Hugo Fjelsted Alroe (alroe@vip.cybercity.dk)
Wed, 25 Mar 1998 05:49:51 +0100
Struan, Squad
Struan wrote in reply to me:
>Please don't think I am ignoring what you say in the former paragraphs, but
>all that you say leads up to this. My expertise (?) and interest is in the
>ethical dimension so most of what I say relates to that, but obviously they
>are all inter-related and probably contingent.
Okay, Struan, lets focus on the ethical dimension for now. That is plenty
for one thread of email, anyway :-)
But then I would make one request; -- you wrote in reply to Kevin:
>I have homed in on ethics because if the MoQ is not about ethics then what
>practical use is it? Lila was an 'inquiry into morals' after all and I fail
>to see the point of all this unless we can apply it to practical situations.
I would request that we do not consider this discussion of ethics as some
sort of test of Metaphysics of Quality (MoQ). I believe there is much to
MoQ besides ethics, -- first of all a metaphysics. And our discussion of
whether we can construct a coherent and plausible system of ethics on the
grounds of MoQ, here and now, can hardly be taken as a critical test of the
MoQ as such. Rather, it is part of an ongoing probing and development; --
as you say, the ethical dimension is related to the rest.
Struan continues:
>If the MoQ is naturalistic then it falls to the naturalistic fallacy as
>pointed out by G. Moore in his 'Principa Ethica' of 1903, namely that it is
>fallacious to define good in terms of a natural object. As with all the
>following, the authors can do a much better job of explanation than me and
>so I will not bore you here by repetition.
>
>The work of Isaiah Berlin is another 'hope,' again the primary source is
>better than my ramblings so I shall refrain.
>
>A. MacIntyre is probably the foremost ethicist of recent years and I
>challenge anyone reasonable to read his works and still subscribe to the
>MoQ. (Short History of Ethics, RKP, 1967 - After Virtue, Duckworth, 1981 -
>Whose Justice? Which Rationality?, Duckworth 1988)

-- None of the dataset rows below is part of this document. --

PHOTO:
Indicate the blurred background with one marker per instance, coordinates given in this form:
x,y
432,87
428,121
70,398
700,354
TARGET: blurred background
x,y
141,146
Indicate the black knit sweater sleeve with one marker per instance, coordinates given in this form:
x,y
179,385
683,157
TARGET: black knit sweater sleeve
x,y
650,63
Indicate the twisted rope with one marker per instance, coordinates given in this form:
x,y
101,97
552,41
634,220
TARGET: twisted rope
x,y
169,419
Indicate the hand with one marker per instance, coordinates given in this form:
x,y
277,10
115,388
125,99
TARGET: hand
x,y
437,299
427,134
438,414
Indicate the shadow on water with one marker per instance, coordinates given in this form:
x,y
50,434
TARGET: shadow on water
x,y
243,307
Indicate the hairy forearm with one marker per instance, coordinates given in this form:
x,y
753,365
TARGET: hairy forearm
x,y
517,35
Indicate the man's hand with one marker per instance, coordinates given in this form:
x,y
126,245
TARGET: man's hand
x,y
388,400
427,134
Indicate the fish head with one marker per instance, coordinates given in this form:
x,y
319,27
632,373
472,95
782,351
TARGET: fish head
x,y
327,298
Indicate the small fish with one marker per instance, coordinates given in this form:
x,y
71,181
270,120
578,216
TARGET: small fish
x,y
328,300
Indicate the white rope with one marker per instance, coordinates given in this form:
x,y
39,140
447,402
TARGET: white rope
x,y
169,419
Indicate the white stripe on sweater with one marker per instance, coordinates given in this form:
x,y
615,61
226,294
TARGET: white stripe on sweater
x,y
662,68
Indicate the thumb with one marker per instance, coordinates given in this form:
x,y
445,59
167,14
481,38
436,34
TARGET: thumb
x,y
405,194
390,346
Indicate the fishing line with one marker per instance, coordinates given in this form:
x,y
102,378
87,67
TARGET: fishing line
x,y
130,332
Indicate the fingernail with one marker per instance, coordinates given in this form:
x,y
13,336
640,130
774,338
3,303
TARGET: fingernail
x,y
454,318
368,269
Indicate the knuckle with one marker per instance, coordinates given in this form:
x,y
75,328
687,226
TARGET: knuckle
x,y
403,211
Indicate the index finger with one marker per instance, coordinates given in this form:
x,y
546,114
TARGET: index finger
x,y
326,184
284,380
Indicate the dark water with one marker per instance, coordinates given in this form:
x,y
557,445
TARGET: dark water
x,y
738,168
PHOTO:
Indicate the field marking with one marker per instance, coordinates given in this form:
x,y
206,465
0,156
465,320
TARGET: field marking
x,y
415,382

Well, I had rather hoped you would bore me with a short summary of your
view. I find it difficult to discuss whether to wear my Quality trousers
today, if they are the only ones I have -- I would hate if I found them
not good enough to wear ;-)
Seriously, I hope you would be kind enough to indicate which sort of ground
you base your ethics on. I am not familiar with the latter two writers you
refer to, neither do I have any easy access to their works, and I am sure
some others on the Squad are in the same situation.
On the question of naturalism. Naturalism is a dangerous concept to use,
and I must take the responsibility for bringing it up. Naturalism has been
used in different ways through history, in concordance with the development
of natural science. The way I use naturalism takes the fallible nature of
our theories of the world into consideration, (only) stating that there is
some connection between how the world is and what we ought to do, between
the true and the good. In this perspective MoQ is a radical form of
naturalism, stating that the true is (but) a kind of good.
Moore said that any philosophy which seeks to define good (for instance the
idea that the established natural science can decide on what is good)
commits the naturalistic fallacy. Taking of, I believe in Humes questioning
of how any propositions on what ought to be (values) can be deduced from
propositions on what is (facts). Moore did not consider good the kind of
property which could be decided upon through experience (e.g. science).
Later on the naturalistic fallacy has been taken (e.g. by R.M. Hare I
believe) to be the confusion of the distinction between the description and
the evaluation of a thing.
Pirsig takes the opposite route of Moore and Hare, he says that value is
basic in experience, that the distinction between description and
evaluation is a secondary distinction. In a way we might say that Pirsig
agrees with Moore that the good cannot be defined by way of a descriptive
theory, because the good is primary to any description, primary to the
distinction between knower and known. Pirsig agrees with Moore that the
good is not a kind of property which can be found by way of observation;
the good is not something inherent in objects. But Pirsig furthermore says
that the good is not something imposed by (the emotion of) the observer.
The good is primary to the distinction between subject and object, this
observation, which comes from the basis of Pirsig's metaphysics, makes for
the view of ethics entailed by MoQ.
We might consider Pirsigs philosophy a resolution of an ethical paradox, as
coined in Moores naturalistic fallacy:
"If there is no path from what is, to what ought to be, no path from the
true to the good, then where the h... does good come from?"